WJ Editorial
WJ Editorial

Unshackle Federal Freight Funding From Modal Chains

In testimony before a February 13 hearing of the U.S. Senate Commerce, Science and Transportation Committee, the American Association of Port Authorities (AAPA) argued that “nowhere in the country are there such stark examples of unmet infrastructure needs than in America’s ports, and in the land- and water-side transportation connections to them.”

“During the past six decades, there’ve been eight evolutions of the containership, resulting in ships today having capacities of 18,000 TEUs and beyond, while our country has relied upon essentially the same infrastructure to accommodate and facilitate an astronomical growth in freight volumes,” AAPA Chairman William D. Friedman, CEO of the Cleveland-Cuyahoga County Port Authority, testified before the Senate Commerce, Science and Transportation Committee this week. “Clearly, multimodal project funding levels and multimodal project eligibilities need to be improved.”

Friedman noted that in 2018, AAPA member port authorities identified more than $20 billion in multimodal funding needs over the next decade.

One of AAPA’s urgent recommendations deserves special notice. It is asking that all federal freight program funding be 100 percent multimodal (versus being mode-specific).

The FAST Act, for example, signed in 2015, authorizes $305 billion over fiscal years 2016 through 2020 for highway, motor vehicle safety, public transportation, motor carrier safety, hazardous materials safety, rail, and research, technology and statistics programs.

Removing modal restrictions on federal freight and transportation grants makes great sense not only in general, but for inland waterways interests in particular. The old approach of seeing the different transportation modes as rivals or competitors is increasingly irrelevant. Not only are all freight modes becoming more interdependent, they are converging. Container-on-barge on the rivers is  just one example of the modes becoming more tightly knitted together.

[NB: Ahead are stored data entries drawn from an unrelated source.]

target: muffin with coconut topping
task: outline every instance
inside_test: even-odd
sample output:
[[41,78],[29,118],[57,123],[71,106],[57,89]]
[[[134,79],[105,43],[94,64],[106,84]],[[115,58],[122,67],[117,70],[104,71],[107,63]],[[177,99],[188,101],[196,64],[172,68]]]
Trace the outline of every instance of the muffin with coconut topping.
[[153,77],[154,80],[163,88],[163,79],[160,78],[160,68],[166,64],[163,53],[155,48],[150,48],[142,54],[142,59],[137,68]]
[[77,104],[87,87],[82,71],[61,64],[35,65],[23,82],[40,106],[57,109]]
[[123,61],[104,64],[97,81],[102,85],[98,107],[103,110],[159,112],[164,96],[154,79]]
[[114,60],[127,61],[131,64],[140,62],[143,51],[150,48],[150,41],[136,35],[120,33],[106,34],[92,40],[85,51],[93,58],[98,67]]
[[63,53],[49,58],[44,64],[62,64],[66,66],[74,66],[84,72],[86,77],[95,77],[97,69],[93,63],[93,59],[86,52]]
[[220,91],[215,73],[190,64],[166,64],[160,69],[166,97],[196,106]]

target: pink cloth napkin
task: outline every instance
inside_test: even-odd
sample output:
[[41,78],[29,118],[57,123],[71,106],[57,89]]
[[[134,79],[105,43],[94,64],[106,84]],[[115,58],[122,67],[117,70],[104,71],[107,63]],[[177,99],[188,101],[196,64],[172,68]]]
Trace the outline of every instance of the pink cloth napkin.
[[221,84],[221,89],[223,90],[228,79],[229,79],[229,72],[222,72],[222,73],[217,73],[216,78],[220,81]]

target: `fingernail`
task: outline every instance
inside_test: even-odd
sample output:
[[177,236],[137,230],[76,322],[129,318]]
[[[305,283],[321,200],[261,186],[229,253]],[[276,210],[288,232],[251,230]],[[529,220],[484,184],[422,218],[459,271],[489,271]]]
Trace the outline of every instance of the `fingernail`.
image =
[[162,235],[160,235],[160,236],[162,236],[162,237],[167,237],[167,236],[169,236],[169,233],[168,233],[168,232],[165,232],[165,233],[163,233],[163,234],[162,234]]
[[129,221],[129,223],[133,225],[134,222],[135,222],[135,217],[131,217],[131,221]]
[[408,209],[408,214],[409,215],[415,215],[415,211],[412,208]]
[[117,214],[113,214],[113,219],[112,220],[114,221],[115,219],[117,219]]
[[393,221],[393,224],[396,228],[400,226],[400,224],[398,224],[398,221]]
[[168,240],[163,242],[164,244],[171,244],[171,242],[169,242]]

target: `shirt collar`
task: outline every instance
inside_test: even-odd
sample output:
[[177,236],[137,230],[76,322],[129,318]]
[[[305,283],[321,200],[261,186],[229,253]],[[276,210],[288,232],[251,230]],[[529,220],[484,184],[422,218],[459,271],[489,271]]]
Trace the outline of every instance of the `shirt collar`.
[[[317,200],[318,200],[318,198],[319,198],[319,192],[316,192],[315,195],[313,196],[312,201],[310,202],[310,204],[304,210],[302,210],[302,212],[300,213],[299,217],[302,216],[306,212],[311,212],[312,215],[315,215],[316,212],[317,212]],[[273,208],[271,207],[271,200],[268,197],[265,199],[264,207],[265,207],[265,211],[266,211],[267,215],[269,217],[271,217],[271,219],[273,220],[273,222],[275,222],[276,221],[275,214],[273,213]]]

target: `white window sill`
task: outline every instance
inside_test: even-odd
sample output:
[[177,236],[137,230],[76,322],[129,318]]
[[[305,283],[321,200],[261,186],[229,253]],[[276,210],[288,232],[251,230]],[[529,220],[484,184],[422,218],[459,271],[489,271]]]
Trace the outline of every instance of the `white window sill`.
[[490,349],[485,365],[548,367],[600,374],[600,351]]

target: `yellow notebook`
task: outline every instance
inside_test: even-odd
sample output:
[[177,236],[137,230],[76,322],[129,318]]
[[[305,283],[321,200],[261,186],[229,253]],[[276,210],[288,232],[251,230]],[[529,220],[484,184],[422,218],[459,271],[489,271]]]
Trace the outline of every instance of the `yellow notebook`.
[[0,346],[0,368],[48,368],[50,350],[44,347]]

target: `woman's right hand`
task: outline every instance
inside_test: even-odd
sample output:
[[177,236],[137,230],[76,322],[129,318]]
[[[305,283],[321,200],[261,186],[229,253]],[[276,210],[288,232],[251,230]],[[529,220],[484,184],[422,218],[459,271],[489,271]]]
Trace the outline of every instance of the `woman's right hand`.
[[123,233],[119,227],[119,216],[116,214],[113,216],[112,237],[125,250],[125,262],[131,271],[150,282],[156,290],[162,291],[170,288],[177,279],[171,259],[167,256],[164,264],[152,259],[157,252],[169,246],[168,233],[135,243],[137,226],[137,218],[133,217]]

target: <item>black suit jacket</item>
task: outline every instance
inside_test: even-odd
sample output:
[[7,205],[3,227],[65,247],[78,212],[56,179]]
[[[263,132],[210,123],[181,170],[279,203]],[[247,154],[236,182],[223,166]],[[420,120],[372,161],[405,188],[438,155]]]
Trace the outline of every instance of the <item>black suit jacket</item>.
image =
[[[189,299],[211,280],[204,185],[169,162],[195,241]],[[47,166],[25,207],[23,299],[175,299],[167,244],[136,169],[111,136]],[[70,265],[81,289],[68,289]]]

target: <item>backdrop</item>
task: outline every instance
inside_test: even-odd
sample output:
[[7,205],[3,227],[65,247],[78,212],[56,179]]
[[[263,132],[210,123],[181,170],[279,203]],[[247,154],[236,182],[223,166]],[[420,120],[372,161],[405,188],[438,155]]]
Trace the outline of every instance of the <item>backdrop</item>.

Removing modal restrictions would spur creative thinking and open the way for innovative partnerships in grant proposals. A barge terminal could partner with, say, a railroad or state highway agency for a particular proposal, strengthening its chances. An integrated transport vision would be built in from the start.

It would still be up to proposal teams to come up with innovative proposals. A lot of hard, creative work would have to be done. Removing modal restrictions would also fit in well with President Donald Trump’s stated goal of streamlining regulations and reducing bureaucratic delays.

Instead of “siloing” freight and transportation grants in the different modes, let the best proposals in all modes compete and win on their merits.